不過我並沒有把這些疑問向梅如雪提出來,因為我知道她大機率是無法回答的。
我向四周偷看了一圈,沒有發現胡三問的影子,也沒有鬼過來和我打招呼。
也不知道約我到這裡來的人,是不是已經認不出我來了。
我也不知道該去哪裡找胡三問和給我送信的人,乾脆既來之則安之,舒舒服服地觀起禮來。
此時,天空中的雨慢慢停了下來,一陣風過,頓時將雲彩吹得一乾二淨。
一道月光自空中一洩而下,將整個泰峰籠罩在如同輕紗一般的月光之中。
放眼望去,一片青山,萬里晴空,半輪新月,數點星光。
此情此景,我的心裡竟然生出了一絲想要吟詩唱誦的衝動。
我完全忘記了自己身邊的那些鬼物,也忘記了此行的目的。
“維新曆2021年,歲次辛丑,九月乙丑朔九日……”
突然,一聲慷慨激昂的唱誦聲響了起來。
我抬頭一看,發現是剛才那個中年男鬼,此時他已走到了祭天台的中央位置,正雙手張開,大聲唱誦。
聽起來,他念誦的應該是祭天文。
前面幾句我還能聽懂,不外就是今天是某年月日,然後我們一夥死了幾百年的傢伙,不甘心去陰間輪迴,流連在世間為鬼,雖然為鬼,卻不忘敬天敬天,所以在今天這個日子,我們跑到泰峰祭天台來,學著陽間的帝王,來搞個祭天儀式。

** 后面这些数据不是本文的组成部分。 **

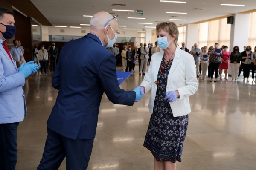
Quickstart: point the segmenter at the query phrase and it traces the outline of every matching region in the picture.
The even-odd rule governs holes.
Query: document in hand
[[[203,55],[203,58],[204,58],[204,60],[207,60],[207,59],[204,59],[204,58],[206,58],[208,57],[208,55],[207,54],[204,54]]]
[[[217,52],[217,53],[221,53],[221,49],[215,49],[215,52]]]
[[[120,72],[116,71],[117,81],[118,81],[119,85],[120,85],[121,83],[123,82],[133,72]]]

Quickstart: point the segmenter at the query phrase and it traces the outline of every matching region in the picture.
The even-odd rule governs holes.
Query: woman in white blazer
[[[157,26],[157,43],[163,49],[152,56],[141,93],[151,90],[151,114],[144,146],[154,157],[155,170],[176,170],[180,162],[191,112],[189,96],[197,90],[194,58],[177,46],[179,32],[172,22]]]
[[[46,64],[48,61],[48,52],[44,48],[44,45],[42,44],[41,45],[41,49],[38,50],[38,58],[39,63],[40,63],[40,74],[41,75],[43,72],[43,69],[44,71],[44,74],[47,75],[46,74]]]

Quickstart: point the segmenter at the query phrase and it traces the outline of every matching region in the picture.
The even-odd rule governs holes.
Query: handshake
[[[39,69],[39,66],[34,63],[34,61],[29,61],[26,64],[23,63],[19,68],[19,72],[21,74],[24,78],[26,78],[31,74],[35,73]]]
[[[136,98],[135,98],[135,101],[136,102],[140,101],[145,94],[144,87],[141,86],[136,87],[133,91],[136,93]]]

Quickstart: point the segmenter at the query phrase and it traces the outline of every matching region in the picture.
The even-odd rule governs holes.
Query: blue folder
[[[120,85],[124,82],[134,72],[120,72],[116,71],[116,75],[117,76],[117,81],[118,84]]]
[[[217,52],[217,53],[221,53],[221,49],[215,49],[215,52]]]

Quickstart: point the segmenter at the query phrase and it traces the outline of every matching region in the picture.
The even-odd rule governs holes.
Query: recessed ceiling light
[[[112,9],[112,11],[130,11],[131,12],[134,12],[134,10],[123,10],[122,9]]]
[[[226,5],[226,6],[245,6],[245,5],[226,4],[225,3],[221,3],[221,5]]]
[[[153,24],[153,23],[138,23],[140,24]]]
[[[134,18],[132,17],[128,17],[127,18],[128,18],[128,19],[142,19],[143,20],[145,20],[145,19],[146,19],[145,18]]]
[[[186,12],[166,12],[168,14],[187,14]]]
[[[186,2],[183,1],[172,1],[170,0],[160,0],[160,2],[163,2],[166,3],[186,3]]]
[[[181,20],[178,19],[170,19],[169,20]]]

這一副言語落在我的耳朵裡,只讓我覺得好笑,卻不敢表現出來。
一篇臭哄哄的古文終於唸誦完了,那個自稱叫李尚文的中年男鬼最後誦道:“聖靈不昧,其鑑納焉!尚饗!”
所有的鬼物都是匍匐在地,嘴裡叫道:“尚饗!”
無奈,我也只有學著他們的樣子,也趴到了地上。
然後李尚文又帶著我們對著天空又是跪又是拜的,還獻上了很多犧牲,也不知道他們從哪裡搞來的這些野味。
在他們搞這些的時候,我小聲問梅如雪:“這些傢伙到底幹什麼?”
“人家皇帝祭天是為了祈求風調雨順,他們不會是為了祈求活人能讓他們痛快地吸食陽氣吧?”
梅如雪連連搖頭,道:“那我就不知道了!”
“反正在我的看法裡,這些當官的,不管是活著還是死了,都不是什麼好東西。”
我忙道:“這話可不能亂說,只能說古代當官的都沒有好東西,現在當官的都很好的。”
梅如雪對我的觀點倒是欣然認同。
“這倒是沒錯,現在人們的日子確實過得富足得很。”
“若是放在我活著時的那個年代,你們每個都過著皇帝般的日子,甚至比皇帝還要好!”
“但是,我還是要罵這些當官的,沒有一個好東西!”
好吧,我也是無語,她自己看樣子也是出身官家,不知道怎麼對當官的如此痛恨。
一切儀式弄完,我被搞得都精疲力竭了,想不到李尚文突然走過來,恭恭敬敬地將我請到了祭天台上,從袖子裡拿出一個東西來,交到了我的手上。
我接過那東西,看了一眼,卻是驚得下巴差點掉下來。